Flannery O’Connor told students at Hollins College, “Every time a story of mine appears in a freshman anthology, I have a vision of it, with its little organs laid open, like a frog in a bottle.” O’Connor was referring to the tendency of literary criticism to veer more toward dissection than enjoyment, but a former classmate of hers at the Iowa Writers’ Workshop, Jean Wylder, was “sure she was remembering those Workshop sessions at Iowa.” No matter how supportive the workshop, there are moments when the discussion might feel like dissection, and, unlike an anthologized author, the writer is actually in the room while the examination takes place. But, the critique is not an autopsy, and should be taken in the spirit of “This is how to get that frog hopping.”
When responding to a writer in a “slump,” throwing effusive praise on work that the author knows is inferior could do more harm than good. The best way to un-dim the head and un-dampen the spirit is to accept what is before our eyes and encourage the writer to keep swinging. Willie Mays was batting .477 in the minors when he was called up to the Giants in 1951, where he started out 0 for 12. He tearfully told his manager, Leo Durocher, to bench him or send him back to the minors.

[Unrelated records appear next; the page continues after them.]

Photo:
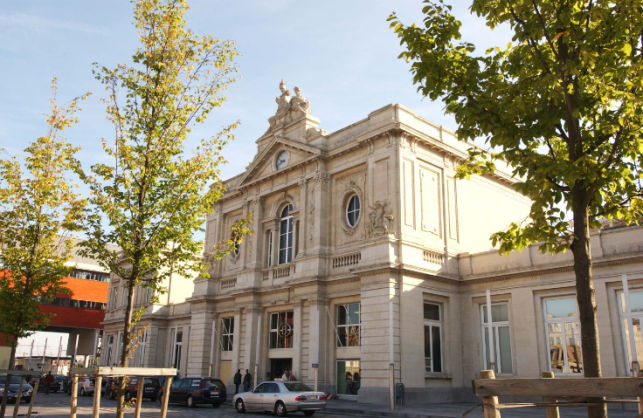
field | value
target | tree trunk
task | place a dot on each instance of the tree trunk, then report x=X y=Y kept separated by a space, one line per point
x=585 y=293
x=120 y=402
x=12 y=364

Durocher told Mays he wasn’t going anywhere: “Just keep swinging, because you’re my centerfielder, even if you don’t get a hit for the rest of the season.” Mays got a lot of hits and was named rookie of the year (he is now in the Hall of Fame). He later recalled, “I think that really, really turned me around.”

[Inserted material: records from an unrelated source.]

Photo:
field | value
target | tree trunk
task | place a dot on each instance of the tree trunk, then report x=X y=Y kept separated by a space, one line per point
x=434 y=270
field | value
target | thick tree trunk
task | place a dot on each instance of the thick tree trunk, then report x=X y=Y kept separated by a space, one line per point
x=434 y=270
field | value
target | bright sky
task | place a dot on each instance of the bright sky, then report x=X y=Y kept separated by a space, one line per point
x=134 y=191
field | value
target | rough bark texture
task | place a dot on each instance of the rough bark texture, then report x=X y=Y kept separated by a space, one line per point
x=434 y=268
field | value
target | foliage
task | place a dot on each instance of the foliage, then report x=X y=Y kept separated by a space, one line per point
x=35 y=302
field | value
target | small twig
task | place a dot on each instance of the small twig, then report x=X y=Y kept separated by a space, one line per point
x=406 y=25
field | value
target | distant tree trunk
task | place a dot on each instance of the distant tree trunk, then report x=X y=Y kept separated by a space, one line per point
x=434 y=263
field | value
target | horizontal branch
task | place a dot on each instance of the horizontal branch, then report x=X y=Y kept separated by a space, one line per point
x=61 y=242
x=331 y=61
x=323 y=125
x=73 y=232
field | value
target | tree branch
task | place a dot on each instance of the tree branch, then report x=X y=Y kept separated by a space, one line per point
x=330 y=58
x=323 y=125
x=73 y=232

When my wife was in fourth grade, she came across an oversized, illustrated edition of Bambi in the school library. The sprawling pictures of the forest—with their sweeping colors and expressive faces on the animals—enchanted her, and she excitedly cradled the book and went to the desk to check it out. Her teacher stopped her cold with, “Isn’t that a little young for you, dear?” She returned the book and didn’t tell her parents about it, embarrassed that she had selected a childish book. I can picture her expression as she tried to cover up the rebuke she felt. She got over it, and there were many more books for her, but she never quite trusted that teacher again. We must help one another tap into enchanted places, not plug them up so that nothing more can pour forth.
Criticism—no matter how sensitively stated—needs to be administered in appropriate dosages. George Balanchine, commenting on how he responds to dancers, said, “If it’s a young person I let her do it the first time. I don’t tell her everything—it’s impossible to do that. I’ll say, ‘If you do a little bit more turnout, then let’s see what will happen.’ So next time she’ll turn out a little more, and I say, ‘Now you’re looking very good, but that’s not everything. Why don’t you look straight and go this way instead of that way?’ That’s what we do.”
Being critiqued can be painful. For Ernest Hemingway, it was a pain in a specific place: He gave a draft of A Farewell to Arms to F. Scott Fitzgerald, who responded with ten pages of handwritten notes, at the bottom of which Hemingway scrawled his three-word response, “Kiss my ass,” signed “EH.” Robert Benchley was appropriately dismissive (though a bit more civil) when New Yorker editor Harold Ross wrote “Who he?” next to a mention of Andromache. Benchley wrote back, “You keep out of this.” A better role model might be Marcia Davenport, who graciously responded to Maxwell Perkins: “You make the work almost do itself. I think if I had to struggle alone I would give up.”
We have to accept that critical shrapnel might occasionally lodge in authors’ egos. But pre-publication it’s like hearing bad news from an accountant during tax preparation, as opposed to the worse hurt from an IRS auditor. Either way you pay a price, but the latter comes with penalties.
Perhaps writers should go through a workshop boot camp featuring ego-toughening exercises: Recruits take turns reading a piece out loud, interrupted every couple of lines by a chant of “Needs work! Doesn’t work! Needs work! Doesn’t work! Needs work!” Then recruits read what they consider to be the best piece they’ve ever written, and have it be met by silence, paper shuffling, furtive looks at watches, and finally one comment: “It’s easy to read. What font is that?”
A helpful critique may not be pleasurable but it doesn’t have to be unpleasant. I overheard a student after one of my classes being asked how her workshop went. She replied, “I was kicked around the room.” I was about to comfort her when she pumped her fist and added, “It was great.” If you can’t muster such enthusiasm for being kicked around the room, you might think of it this way: If you are trapped in a well and call for help, you don’t want someone to drop down a comfortable chair; you want a rope, even though the climb up won’t be fun for either of you.
Workshops offer multiple comments that often contradict one another. Think of it this way: When you entertain guests at a party, you’re nice to everyone, you listen, you ask and answer questions, and later you decide whom you might like to have lunch with and whom you might not want in your house again. Similarly, “entertain” all suggestions during the critique. Then make your choices.
Even rejected suggestions—if fully considered—can be helpful. One student pointed out that comments she declined to act on “helped me think about what the character is not as well as what she is.” There are rare cases when no substantial changes result from a critique. In the opening credits to Happy Days, Henry Winkler’s Fonzie, comb in hand, looks into the mirror then shrugs, choosing not to alter a hair on his head. But he looks.
Sometimes, no matter how much helpful criticism a piece receives, and how many drafts you put it through, it still doesn’t work. This can be part of the process toward success. The painter Camille Corot wrote in his sketchbook, “One would be wrong to get discouraged after two or three mediocre studies. It is the preparation of the good one that profits, without us noticing so, from this seemingly sterile work.”